The PRC has not ratified the International Labor Organization (ILO) conventions on freedom of association, collective bargaining, or forced labor, but it has ratified conventions prohibiting child labor and employment discrimination. Uyghurs and members of other minority groups are subjected to forced labor in Xinjiang and throughout China via PRC government-facilitated labor transfer programs.

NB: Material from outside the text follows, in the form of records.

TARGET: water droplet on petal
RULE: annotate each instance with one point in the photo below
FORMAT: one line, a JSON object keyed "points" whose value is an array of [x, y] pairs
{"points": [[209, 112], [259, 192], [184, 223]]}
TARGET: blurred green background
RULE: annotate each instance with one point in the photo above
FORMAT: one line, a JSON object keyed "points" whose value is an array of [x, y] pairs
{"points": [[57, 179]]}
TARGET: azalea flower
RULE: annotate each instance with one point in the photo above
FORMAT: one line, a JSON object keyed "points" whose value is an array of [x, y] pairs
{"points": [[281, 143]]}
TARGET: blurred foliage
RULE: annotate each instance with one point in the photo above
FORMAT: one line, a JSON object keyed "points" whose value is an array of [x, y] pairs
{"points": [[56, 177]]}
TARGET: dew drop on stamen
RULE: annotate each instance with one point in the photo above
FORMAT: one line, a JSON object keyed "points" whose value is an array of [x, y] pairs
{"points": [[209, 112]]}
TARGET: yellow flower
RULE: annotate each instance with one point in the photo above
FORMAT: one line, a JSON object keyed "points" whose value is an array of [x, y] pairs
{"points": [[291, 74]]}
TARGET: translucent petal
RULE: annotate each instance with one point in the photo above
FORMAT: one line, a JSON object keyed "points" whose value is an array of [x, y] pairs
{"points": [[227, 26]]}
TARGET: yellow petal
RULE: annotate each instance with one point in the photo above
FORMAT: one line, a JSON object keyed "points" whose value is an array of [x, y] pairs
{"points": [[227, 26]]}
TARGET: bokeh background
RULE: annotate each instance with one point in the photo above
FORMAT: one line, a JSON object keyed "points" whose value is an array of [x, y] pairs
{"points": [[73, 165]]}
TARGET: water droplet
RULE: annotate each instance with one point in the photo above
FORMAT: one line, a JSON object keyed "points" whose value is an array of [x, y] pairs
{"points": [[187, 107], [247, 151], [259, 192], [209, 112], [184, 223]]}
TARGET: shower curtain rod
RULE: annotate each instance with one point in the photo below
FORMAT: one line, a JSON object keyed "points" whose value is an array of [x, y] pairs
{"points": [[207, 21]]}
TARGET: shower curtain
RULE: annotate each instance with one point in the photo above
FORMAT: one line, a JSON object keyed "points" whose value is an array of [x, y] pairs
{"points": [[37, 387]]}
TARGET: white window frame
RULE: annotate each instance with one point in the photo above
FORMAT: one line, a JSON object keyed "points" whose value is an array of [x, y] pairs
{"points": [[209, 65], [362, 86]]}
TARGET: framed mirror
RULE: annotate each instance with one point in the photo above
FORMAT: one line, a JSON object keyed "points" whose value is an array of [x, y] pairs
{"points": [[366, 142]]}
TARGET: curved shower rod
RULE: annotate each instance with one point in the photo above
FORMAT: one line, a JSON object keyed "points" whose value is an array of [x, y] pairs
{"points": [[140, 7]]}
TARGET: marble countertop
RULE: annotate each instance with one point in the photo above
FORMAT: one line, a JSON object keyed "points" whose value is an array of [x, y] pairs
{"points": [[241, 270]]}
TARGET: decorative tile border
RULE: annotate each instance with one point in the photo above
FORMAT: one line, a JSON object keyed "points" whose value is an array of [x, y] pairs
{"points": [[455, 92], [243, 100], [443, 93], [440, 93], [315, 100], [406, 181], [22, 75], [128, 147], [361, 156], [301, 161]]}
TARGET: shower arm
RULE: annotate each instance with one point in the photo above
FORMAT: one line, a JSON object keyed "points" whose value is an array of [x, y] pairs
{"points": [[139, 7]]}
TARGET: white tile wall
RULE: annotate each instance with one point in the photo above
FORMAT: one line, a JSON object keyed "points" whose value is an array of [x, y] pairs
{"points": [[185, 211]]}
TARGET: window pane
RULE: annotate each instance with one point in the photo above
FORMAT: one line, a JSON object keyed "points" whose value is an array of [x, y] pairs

In 2021, the U.S government updated its business advisory on risks for businesses and individuals with exposure to entities engaged in forced labor and other human rights abuses linked to Xinjiang. This update highlights the extent of the PRC’s state-sponsored forced labor and surveillance taking place amid its ongoing genocide and crimes against humanity in Xinjiang. The Advisory stresses that businesses and individuals that do not exit supply chains, ventures, and/or investments connected to Xinjiang could run a high risk of violating U.S. law. In fiscal year 2021, CBP issued four Withhold Release Orders (WROs) against PRC goods produced with forced labor. The Commerce Department added PRC commercial and government entities to its Entity List for their complicity in human rights abuses and the Department of Treasury sanctioned Wang Junzheng, the Secretary of the Party Committee of the Xinjiang Production and Construction Corps (XPCC) and Chen Mingguo, Director of the Xinjiang Public Security Bureau (XPSB) to hold human rights abusers accountable in Xinjiang. In June 2021, the U.S. Department of Labor added polysilicon for China to an update of the List of Goods Produced by Child Labor or Forced Labor. The Department of Labor has listed 18 goods as produced by forced labor in China. Some PRC firms continued to employ North Korean workers in violation of UN Security Council sanctions. Pursuant to UN Security Council resolution (UNSCR) 2397, all DPRK nationals earning income, subject to limited exceptions, were required to have been repatriated to the DPRK by 22 December 2019.